Ahora se la criticaba en las bodegas y bares enanos por toda la ciudad, como el primer enano en Ankh-Morpork que llevaba una falda. Era una pieza resistente de cuero marrón y objetivamente tan erótica como una pieza de madera pero, como los enanos más ancianos habrían señalado, en algún lugar debajo de eso estaban sus rodillas11.

Peor aún, estaban descubriendo que entre sus hijos había algunas —el nombre se les atragantaba— «hijas». Cheery era sólo la cumbre espumosa de la ola. Algunos de las enanas más jóvenes empezaban tímidamente a llevar sombra de ojos y declaraban que, de hecho, no les gustaba la cerveza. Una nueva corriente circulaba por la sociedad enana.

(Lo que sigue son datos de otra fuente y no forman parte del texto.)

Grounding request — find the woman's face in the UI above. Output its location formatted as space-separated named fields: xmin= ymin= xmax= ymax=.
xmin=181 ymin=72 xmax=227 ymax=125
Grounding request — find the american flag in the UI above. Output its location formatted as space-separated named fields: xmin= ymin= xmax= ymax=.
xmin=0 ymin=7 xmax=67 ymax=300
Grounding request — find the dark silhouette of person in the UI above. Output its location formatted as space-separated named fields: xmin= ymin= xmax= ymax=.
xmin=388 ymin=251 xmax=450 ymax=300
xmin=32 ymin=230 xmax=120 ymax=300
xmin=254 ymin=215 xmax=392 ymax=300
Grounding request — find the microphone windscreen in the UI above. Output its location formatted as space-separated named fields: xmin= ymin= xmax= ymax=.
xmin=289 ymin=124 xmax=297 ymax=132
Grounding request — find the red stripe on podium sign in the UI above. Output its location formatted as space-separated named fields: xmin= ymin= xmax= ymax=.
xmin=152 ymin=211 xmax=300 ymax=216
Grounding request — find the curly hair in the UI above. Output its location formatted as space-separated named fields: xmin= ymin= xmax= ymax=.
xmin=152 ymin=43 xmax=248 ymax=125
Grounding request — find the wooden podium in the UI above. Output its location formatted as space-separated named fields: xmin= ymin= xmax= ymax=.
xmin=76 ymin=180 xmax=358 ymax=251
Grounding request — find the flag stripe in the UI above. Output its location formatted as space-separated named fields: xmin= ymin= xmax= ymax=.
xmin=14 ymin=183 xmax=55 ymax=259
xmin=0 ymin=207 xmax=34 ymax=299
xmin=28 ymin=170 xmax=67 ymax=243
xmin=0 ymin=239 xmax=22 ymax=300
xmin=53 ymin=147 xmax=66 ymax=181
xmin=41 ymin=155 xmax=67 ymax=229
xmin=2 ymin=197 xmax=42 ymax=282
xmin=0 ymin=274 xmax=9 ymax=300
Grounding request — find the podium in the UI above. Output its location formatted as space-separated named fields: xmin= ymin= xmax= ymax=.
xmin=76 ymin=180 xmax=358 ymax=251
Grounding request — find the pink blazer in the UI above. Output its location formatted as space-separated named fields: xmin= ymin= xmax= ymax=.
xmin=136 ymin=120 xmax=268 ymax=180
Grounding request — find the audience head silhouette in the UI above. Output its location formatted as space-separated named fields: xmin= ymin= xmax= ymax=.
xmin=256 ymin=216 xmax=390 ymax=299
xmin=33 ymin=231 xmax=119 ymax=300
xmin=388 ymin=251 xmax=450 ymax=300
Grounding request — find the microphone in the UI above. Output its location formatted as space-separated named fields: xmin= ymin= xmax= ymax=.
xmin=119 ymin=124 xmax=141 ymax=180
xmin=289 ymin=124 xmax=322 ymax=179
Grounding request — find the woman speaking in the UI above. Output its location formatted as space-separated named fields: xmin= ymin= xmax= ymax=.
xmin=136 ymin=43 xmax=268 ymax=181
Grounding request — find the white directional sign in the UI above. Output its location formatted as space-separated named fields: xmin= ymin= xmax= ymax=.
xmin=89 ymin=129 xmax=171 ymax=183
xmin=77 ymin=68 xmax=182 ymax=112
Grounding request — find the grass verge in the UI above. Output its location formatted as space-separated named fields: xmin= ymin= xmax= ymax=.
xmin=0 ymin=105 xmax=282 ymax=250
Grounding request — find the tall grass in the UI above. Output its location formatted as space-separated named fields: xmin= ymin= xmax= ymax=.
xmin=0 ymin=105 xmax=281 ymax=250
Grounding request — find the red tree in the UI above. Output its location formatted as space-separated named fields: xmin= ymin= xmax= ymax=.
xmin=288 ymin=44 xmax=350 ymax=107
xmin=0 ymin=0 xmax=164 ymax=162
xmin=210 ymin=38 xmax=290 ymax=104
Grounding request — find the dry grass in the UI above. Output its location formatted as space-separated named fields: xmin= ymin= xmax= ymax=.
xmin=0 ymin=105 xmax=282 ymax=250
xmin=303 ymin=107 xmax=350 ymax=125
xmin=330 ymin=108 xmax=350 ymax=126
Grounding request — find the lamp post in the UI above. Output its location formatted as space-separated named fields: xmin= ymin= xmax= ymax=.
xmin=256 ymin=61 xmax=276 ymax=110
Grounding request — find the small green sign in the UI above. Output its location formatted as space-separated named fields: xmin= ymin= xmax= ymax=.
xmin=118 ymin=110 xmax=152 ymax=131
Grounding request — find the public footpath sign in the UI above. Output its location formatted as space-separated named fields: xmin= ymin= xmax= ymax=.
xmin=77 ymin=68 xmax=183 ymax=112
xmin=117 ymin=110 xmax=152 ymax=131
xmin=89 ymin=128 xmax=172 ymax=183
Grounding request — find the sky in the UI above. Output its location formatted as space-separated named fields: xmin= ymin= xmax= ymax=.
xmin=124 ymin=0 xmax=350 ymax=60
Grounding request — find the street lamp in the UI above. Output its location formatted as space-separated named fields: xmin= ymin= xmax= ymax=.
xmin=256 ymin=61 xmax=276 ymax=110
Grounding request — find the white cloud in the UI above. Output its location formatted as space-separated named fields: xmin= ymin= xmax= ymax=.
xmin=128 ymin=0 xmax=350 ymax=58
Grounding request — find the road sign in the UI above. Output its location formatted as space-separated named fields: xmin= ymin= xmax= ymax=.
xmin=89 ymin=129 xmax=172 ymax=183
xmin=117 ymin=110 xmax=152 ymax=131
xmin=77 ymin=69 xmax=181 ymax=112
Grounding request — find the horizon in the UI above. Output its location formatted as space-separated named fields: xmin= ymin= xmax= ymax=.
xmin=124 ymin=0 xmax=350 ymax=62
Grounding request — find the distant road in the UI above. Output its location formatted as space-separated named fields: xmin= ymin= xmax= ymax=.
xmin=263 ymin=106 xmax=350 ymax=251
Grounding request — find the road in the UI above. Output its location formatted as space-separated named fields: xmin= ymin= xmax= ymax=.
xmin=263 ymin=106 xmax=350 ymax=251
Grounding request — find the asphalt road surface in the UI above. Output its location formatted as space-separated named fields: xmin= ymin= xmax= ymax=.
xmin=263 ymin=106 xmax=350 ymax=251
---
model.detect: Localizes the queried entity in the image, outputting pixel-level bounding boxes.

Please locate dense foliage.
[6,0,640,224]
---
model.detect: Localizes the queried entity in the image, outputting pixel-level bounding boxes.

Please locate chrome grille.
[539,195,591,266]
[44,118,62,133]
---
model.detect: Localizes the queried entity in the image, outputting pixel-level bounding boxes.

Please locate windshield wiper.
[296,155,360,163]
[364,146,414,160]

La sociedad enana no estaba en contra de algunas piedras bien lanzadas contra los que se mecían en esa corriente, pero el Capitán Zanahoria había hecho circular que eso sería agresión a un oficial, un tema en el cual la Guardia tenía su propio punto de vista y sin importar lo cortos que fueran los bribones, sus pies no iban a tocar el suelo.

Cheery mantenía su barba y su casco circular de hierro, por supuesto. Una cosa era declarar que eras una hembra, pero era impensable declarar que no eras un enano.

—Un caso abierto y cerrado, señor —dijo, cuando vio entrar a Vimes—. Abrieron la ventana de la puerta de atrás para entrar, un trabajo limpio, y no cerraron la puerta de delante cuando se fueron. Rompieron el exhibidor de cristal en el que estaba la Torta. Hay cristales por todas partes. No se llevaron nada más por lo que puedo ver. Dejaron un montón de huellas en el polvo. He tomados unas cuantas fotografías, pero estaban llenas de rozaduras y no eran muy buenas en primer lugar. Eso es todo, en realidad.

—¿Nada de colillas, carteras o pedazos de papel con direcciones escritas? —dijo Vimes.

—No señor. Eran ladrones poco considerados.

—Verdaderamente lo eran —dijo Zanahoria malhumorado.

—Hay una pregunta que me da vueltas en la cabeza —dijo Vimes—: ¿por qué huele aún más a meado de gato ahora?

—Es bastante intenso, ¿verdad? —dijo Cheery—. Con una pizca de sulfuro, además. El Guardia Ping dijo que ya estaba así cuando llegó, pero no hay marcas de gatos.